# Oregon Scorpions



## gataloco

I live in Washington and a friend of mine had a scorpion that came from the westerned mountains in Oregon.  Does anyone have any information on this species?

Thanks, Fred


----------



## scorpio

Theres probably more than one species of scorpion in Oregon.  Do you think you could get maybe a description, or a picture:?


----------



## gataloco

It was a small chocolate brown scorpion.  It was very docile and lived in damp wood litter.  Great little species.


----------



## Kugellager

Sounds a lot like Uroctonus mordax though I believe there are one or two other possible species.

John
];')


----------



## Straxus

Hello, I am a newbie to the forum...
I also am in search of the name of the species of an Oregon scorpion. I just got four of them. I tried taking a picture with my digital camera but due to lack of quality of camera I cannot get a picture of any decent quality at the moment. 
All four of them are a light tan in color but the segments are a bit darker.
They were captured near Christmas Valley, Oregon (south central oregon).
The area is sagebrush high desert region.

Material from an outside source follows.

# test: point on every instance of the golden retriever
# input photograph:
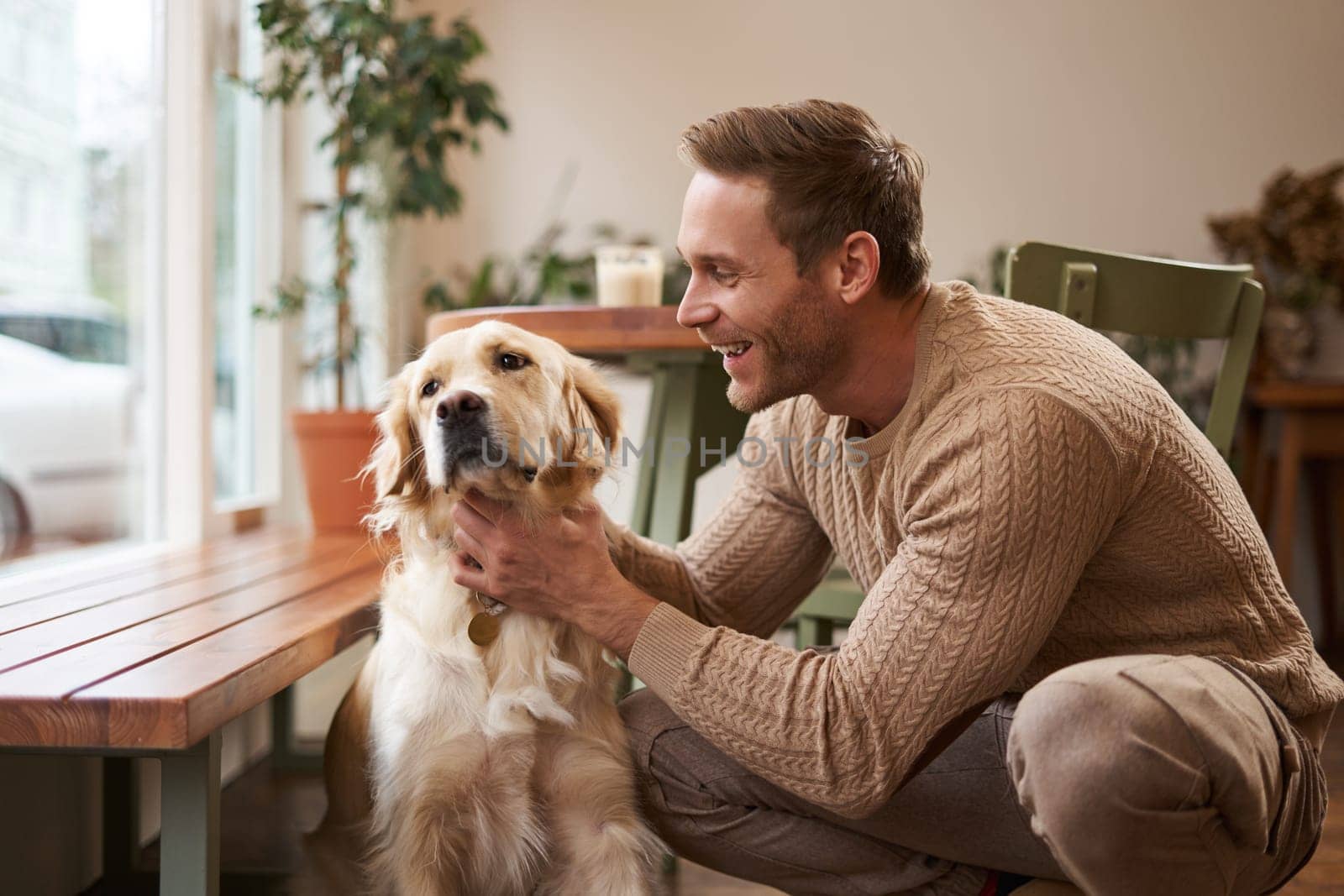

From some information I have found I am guessing it might be a Paruroctonnus boreus, but there are others in the Boreus subgroup that they look similar to. Any suggestions on how to more accurately match them?
I will try to find a way to get non-fuzzy picture of them soon.

I have had a member of the same species (or one very identical) from same area as a pet at one time. It lived for a year in captivity.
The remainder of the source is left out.